I am currently writing a little Python adaptation of Rummy 500 to (re)familiarize myself with the language and unittest.
I have most of my application written and running, and now it is time to test the actual game flow.
I believe my final unittest will actually simulate a given game from start to finish and confirm that the state matches what is expected during / after the game resolves.
My plan is to use mock to pass a long series of inputs to the game in order to non-interactively test that the game works interactively. I believe I can just do something like the answer suggested here: Mock user input() but with a very long array for lines like
@mock.patch('builtins.input', side_effect=['11', '13', 'Bob'])
I am sure that this will work, but I can see it becoming an unwieldy mess as the input list gets longer.
Is there a better way to accomplish this same goal? My naive thought is to have a series of unit test suites that build on each other so I can just add to an array of inputs as I test each stage of the game, one after another.
E.g.
inputs_first_turn = ['Player 1', 'F', 1, 2, 1, 5, 'Player 2', 'M', 1, 3, 2, 5]
@mock.patch('builtins.input', side_effect=inputs_first_turn)
def test_first_turn(self, input):
game = Game()
# tests on game state go here
inputs_second_turn = inputs_first_turn + [3, 1, 2, 2, 5, 3, 3, 2, 4, 5]
@mock.patch('builtins.input', side_effect=inputs_second_turn)

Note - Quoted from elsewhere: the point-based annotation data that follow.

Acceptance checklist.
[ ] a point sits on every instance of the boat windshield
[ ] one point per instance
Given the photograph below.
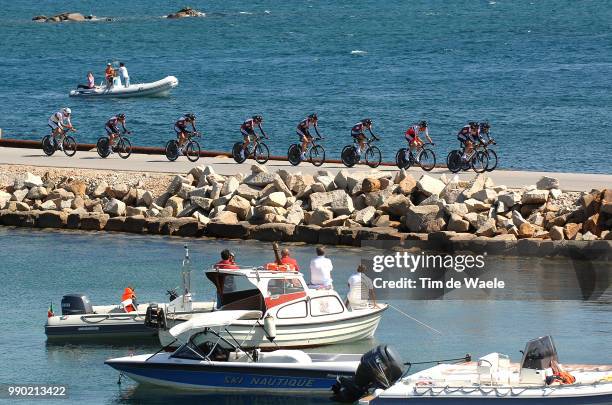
(236, 292)
(204, 345)
(539, 353)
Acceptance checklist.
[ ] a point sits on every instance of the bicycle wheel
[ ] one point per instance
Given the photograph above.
(348, 156)
(427, 159)
(124, 148)
(317, 155)
(373, 157)
(237, 153)
(172, 150)
(479, 162)
(102, 147)
(69, 145)
(453, 161)
(192, 151)
(400, 159)
(492, 156)
(261, 153)
(47, 145)
(294, 154)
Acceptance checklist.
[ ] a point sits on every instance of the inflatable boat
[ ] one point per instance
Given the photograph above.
(159, 88)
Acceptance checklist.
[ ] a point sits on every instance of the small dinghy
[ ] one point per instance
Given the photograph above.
(538, 379)
(210, 362)
(159, 88)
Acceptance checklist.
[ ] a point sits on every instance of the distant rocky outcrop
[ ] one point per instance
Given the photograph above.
(76, 17)
(186, 12)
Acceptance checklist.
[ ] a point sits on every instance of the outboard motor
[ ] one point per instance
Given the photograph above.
(76, 304)
(381, 367)
(155, 317)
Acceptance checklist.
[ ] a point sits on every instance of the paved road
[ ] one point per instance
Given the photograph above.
(223, 165)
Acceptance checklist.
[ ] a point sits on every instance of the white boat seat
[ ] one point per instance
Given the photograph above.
(285, 356)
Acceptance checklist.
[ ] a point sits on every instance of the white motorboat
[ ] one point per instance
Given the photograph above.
(82, 320)
(293, 315)
(538, 379)
(209, 362)
(159, 88)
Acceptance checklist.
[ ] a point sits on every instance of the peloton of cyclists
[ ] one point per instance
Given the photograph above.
(358, 133)
(303, 132)
(413, 132)
(248, 130)
(182, 133)
(60, 123)
(112, 129)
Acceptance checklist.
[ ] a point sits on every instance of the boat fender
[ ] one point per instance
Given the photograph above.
(270, 327)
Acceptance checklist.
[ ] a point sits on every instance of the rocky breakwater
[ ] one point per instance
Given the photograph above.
(344, 208)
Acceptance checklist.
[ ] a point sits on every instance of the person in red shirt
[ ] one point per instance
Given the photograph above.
(227, 260)
(287, 259)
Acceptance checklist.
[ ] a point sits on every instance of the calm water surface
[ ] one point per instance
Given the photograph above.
(38, 267)
(538, 70)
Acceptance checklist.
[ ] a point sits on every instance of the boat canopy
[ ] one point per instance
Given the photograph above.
(213, 319)
(539, 353)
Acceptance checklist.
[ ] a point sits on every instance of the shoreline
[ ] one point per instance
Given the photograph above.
(350, 208)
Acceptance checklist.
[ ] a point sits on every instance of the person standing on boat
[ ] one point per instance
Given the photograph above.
(125, 77)
(128, 299)
(109, 74)
(90, 82)
(287, 259)
(320, 271)
(361, 290)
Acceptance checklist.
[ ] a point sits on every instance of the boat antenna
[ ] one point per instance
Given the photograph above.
(186, 272)
(416, 320)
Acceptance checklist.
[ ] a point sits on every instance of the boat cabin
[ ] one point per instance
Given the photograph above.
(284, 291)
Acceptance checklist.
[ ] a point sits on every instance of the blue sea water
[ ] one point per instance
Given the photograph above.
(538, 70)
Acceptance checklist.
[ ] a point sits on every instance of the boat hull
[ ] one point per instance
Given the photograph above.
(251, 334)
(216, 376)
(160, 88)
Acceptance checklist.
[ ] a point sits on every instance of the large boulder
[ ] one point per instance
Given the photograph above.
(535, 197)
(260, 179)
(396, 205)
(115, 207)
(417, 218)
(547, 183)
(240, 206)
(430, 186)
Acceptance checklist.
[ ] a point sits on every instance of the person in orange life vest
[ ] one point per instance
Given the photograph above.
(129, 294)
(287, 259)
(109, 73)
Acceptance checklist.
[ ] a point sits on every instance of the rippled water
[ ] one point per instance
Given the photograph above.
(38, 267)
(538, 70)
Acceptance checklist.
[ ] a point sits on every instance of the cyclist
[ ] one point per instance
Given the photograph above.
(60, 122)
(304, 133)
(468, 135)
(248, 129)
(412, 135)
(112, 129)
(180, 127)
(357, 132)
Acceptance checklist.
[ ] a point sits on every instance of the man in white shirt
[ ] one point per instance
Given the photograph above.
(361, 290)
(320, 271)
(125, 77)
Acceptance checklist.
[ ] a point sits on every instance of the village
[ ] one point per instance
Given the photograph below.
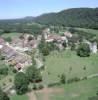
(15, 51)
(48, 52)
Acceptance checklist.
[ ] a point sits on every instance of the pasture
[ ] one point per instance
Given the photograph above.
(70, 64)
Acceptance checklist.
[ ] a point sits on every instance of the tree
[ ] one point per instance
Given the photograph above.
(3, 95)
(33, 74)
(83, 50)
(8, 39)
(21, 83)
(63, 79)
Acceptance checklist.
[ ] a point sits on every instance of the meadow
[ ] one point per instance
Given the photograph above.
(70, 64)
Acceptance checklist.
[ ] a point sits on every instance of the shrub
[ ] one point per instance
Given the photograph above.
(83, 50)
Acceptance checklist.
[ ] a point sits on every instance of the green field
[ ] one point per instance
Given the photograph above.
(58, 63)
(12, 35)
(93, 31)
(78, 91)
(17, 97)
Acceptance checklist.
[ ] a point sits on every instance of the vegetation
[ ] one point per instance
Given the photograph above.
(33, 74)
(3, 95)
(21, 83)
(71, 18)
(83, 50)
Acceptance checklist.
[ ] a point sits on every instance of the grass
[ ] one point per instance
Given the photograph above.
(19, 97)
(81, 90)
(78, 91)
(12, 35)
(93, 31)
(58, 63)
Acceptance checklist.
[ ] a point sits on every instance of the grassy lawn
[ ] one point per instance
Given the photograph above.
(93, 31)
(58, 63)
(12, 35)
(81, 90)
(21, 97)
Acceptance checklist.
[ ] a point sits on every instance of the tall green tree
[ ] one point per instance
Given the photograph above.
(21, 83)
(83, 50)
(3, 95)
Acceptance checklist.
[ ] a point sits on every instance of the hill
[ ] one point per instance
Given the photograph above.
(76, 17)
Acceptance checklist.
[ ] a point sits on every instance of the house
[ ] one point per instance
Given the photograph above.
(68, 34)
(92, 45)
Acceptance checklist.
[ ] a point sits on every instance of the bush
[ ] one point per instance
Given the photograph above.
(83, 50)
(40, 86)
(75, 79)
(54, 84)
(4, 71)
(63, 79)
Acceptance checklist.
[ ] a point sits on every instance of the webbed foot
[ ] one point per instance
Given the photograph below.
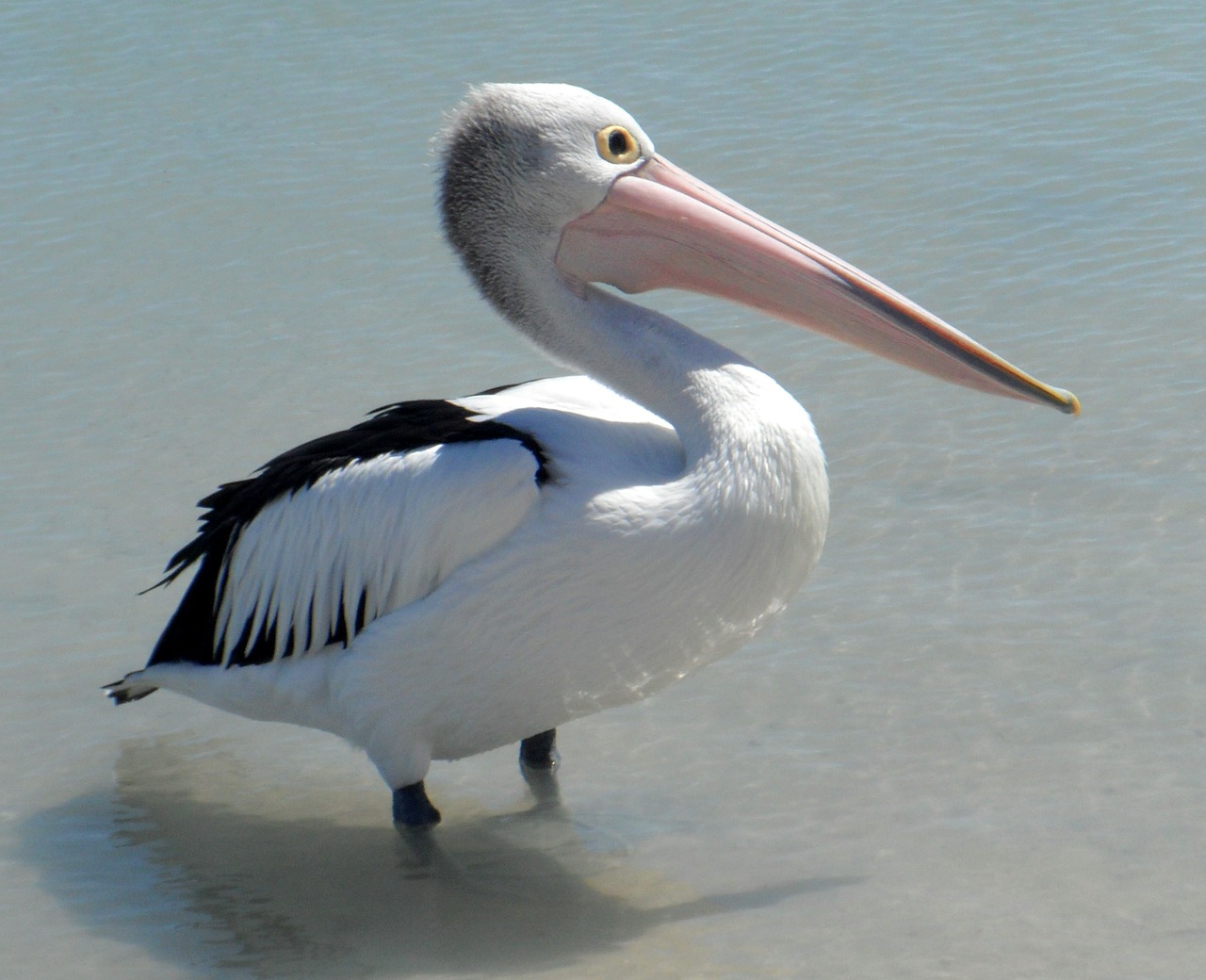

def test_second_turn(self, input):
game = Game()
#tests on game state go here
repeat ad nauseum until I finish the game.
I believe this would work and would be both readable (as can be, at least) and maintainable, but I want to think there's an easier way. I am not concerned with the flow within the tests, I can muddle through that myself, but if there is a better way to do this, I would love to know.